Nous estimons déjà qu’en atteignant déjà les 5 000 chauffeurs de taxi d’ici un an, nous pourrons offrir des niveaux de services forts pour la clientèle professionnelle

Quels sont les avantages pratiques offrez-vous aux entreprises et à leurs collaborateurs ?

D. T. – Les voyageurs d’affaires ont à leur disposition tous les moyens de paiement pour régler les courses, que ce soit le cash, les cartes de crédit ou, s’il y a une ligne de crédit négociée avec l’entreprise, le passager n’aura rien à payer au chauffeur. S’il doit faire une avance de frais, comme FREENOW est synchronisé avec Concur et Cytric, la dépense remonte automatiquement si l’entreprise travaille avec ces solutions. D’où, pour l’employeur, une visibilité exhaustive sur ces dépenses tout en évitant des notes de frais qui circulent à droite, à gauche. Mais l’autre intérêt est de pouvoir instaurer des politiques voyages qui s’appliquent également aux taxis. Par exemple, une entreprise peut autoriser leur collaborateur à prendre un taxi pour se rendre à l’aéroport ou aux heures de pointe et autoriser le VTC à d’autres moments. Autre possibilité, celle de dire que pour des trajets réalisés tôt le matin ou tard le soir, ils seront payés par l’entreprise et par l’employé le reste du temps.

A lire aussi : ALD Move veut gérer les frais de déplacement

Pour autant, l’offre de FREENOW ne s’arrête pas aux taxis et VTC, mais s’étend à tout la mobilité. Avec là aussi les mêmes avantages ?

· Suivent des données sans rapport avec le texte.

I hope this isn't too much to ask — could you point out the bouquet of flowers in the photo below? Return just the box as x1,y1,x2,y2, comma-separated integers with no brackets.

D. T. – En effet, ces bénéfices pour les utilisateurs et les entreprises s’appliquent non seulement aux taxis et VTC, mais à toutes les autres formes de mobilité. Que ce soit les trottinettes et les vélos que FREENOW propose en France en partenariat avec Tier, les scooters électriques avec Cooltra, les voitures en autopartage avec Share Now ou les trottinettes et les vélos électriques avec Dott, en attendant d’autres partenariats en cours de discussion. L’ensemble de ces mobilités, en fonction de la présence des opérateurs dans les différentes villes, peuvent être réservés de bout en bout via l’application. Si les acheteurs voyages sont encore frileux vis-à-vis de ces solutions, on sait qu’un certain nombre de collaborateurs les utilisent en centre-ville. Et cela à travers des applications différentes, des formes de paiement différentes. Il y a un manque de visibilité, alors que notre promesse est de réunir tout dans une seule appli, sans encombrer l’espace mémoire des téléphones.

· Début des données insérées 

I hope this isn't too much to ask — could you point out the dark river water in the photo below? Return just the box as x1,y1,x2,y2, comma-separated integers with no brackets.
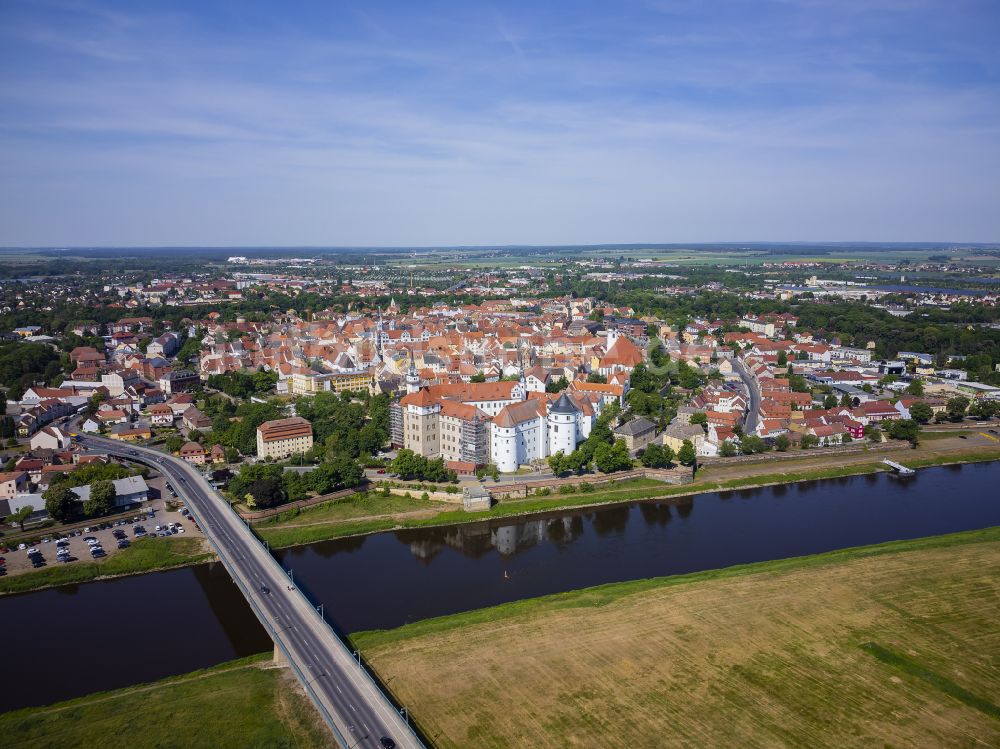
0,462,1000,712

Pour autant, à la différence de certains de vos concurrents, votre vision de la super app semble circonscrite à la mobilité urbaine. Pourquoi ?

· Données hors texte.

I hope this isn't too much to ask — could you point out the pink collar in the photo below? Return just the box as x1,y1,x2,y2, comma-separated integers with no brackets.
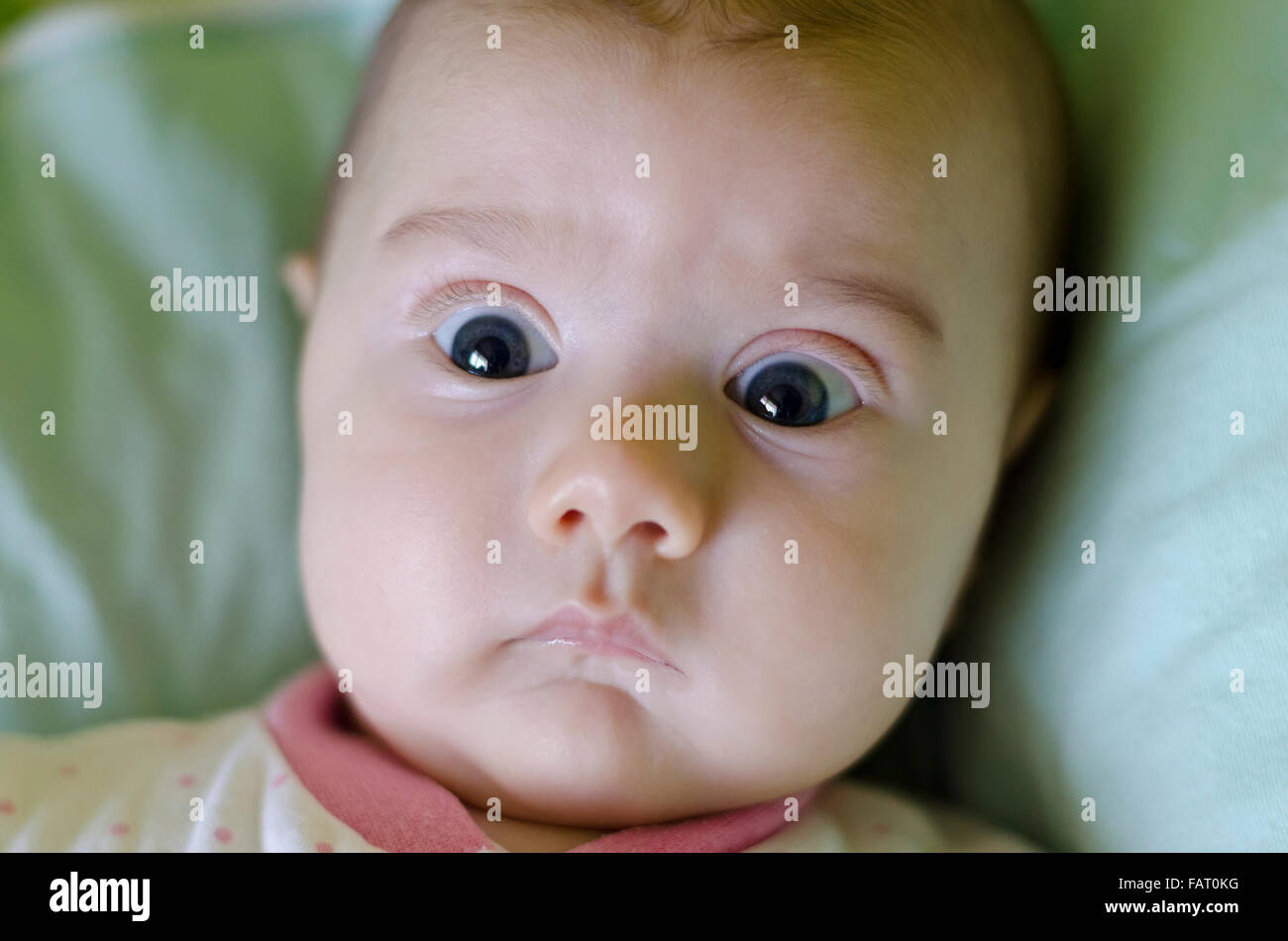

D. T. – L’avenir nous le dira, mais je ne suis pas convaincu des synergies et du mélange entre courte et longue distance comme le fait SNCF Connect ou comme veut le faire Uber au Royaume-Uni. Nous sommes dans la mobilité du quotidien et la démarche n’est pas la même de commander un VTC en quelques minutes que d’acheter un billet de train ou d’avion ou de réserver une chambre d’hôtel. A trop ouvrir l’app, on risque de ne satisfaire personne. Pour les utilisateurs, notamment les voyageurs corporate, nous voulons être le compagnon de voyage idéal pour se déplacer de l’aéroport à l’hôtel, de l’hôtel au bureau, du bureau au restaurant. Nous voulons maîtriser cette notion de super app, mais uniquement appliquée à la mobilité urbaine, sans nous disperser.

La mobilité urbaine peut être aussi vue à travers le prisme de la RSE. Quels sont les objectifs de FREENOW en matière de développement durable ?

D. T. – L’objectif que FREENOW s’est fixé est zero émission nette d’ici 2030, avec une réduction de 50% de nos émissions d’ici 2025. Nous avons trois leviers principaux pour y arriver, notamment l’accompagnement de nos 25 000 chauffeurs de VTC en France pour l’achat de véhicules verts au travers de subventions, d’accords avec les constructeurs et les fournisseurs de bornes de recharge électriques sur des tarifs préférentiels ou encore en proposant un différentiel de prix entre l’électrique et les autres gammes pour stimuler la demande. Ca, c’est le premier pilier, celui où il y a le plus de travail à faire de notre part, mais aussi de manière collective avec les autres plates-formes, les syndicats de chauffeurs.

Les voyageurs d'affaires peuvent réserver les scooters et trottinettes électriques de Tier via l'application FREENOW.
Les voyageurs d’affaires peuvent réserver les scooters et trottinettes électriques de Tier via l’application FREENOW.

Quant aux deux autres piliers, quels sont-ils ?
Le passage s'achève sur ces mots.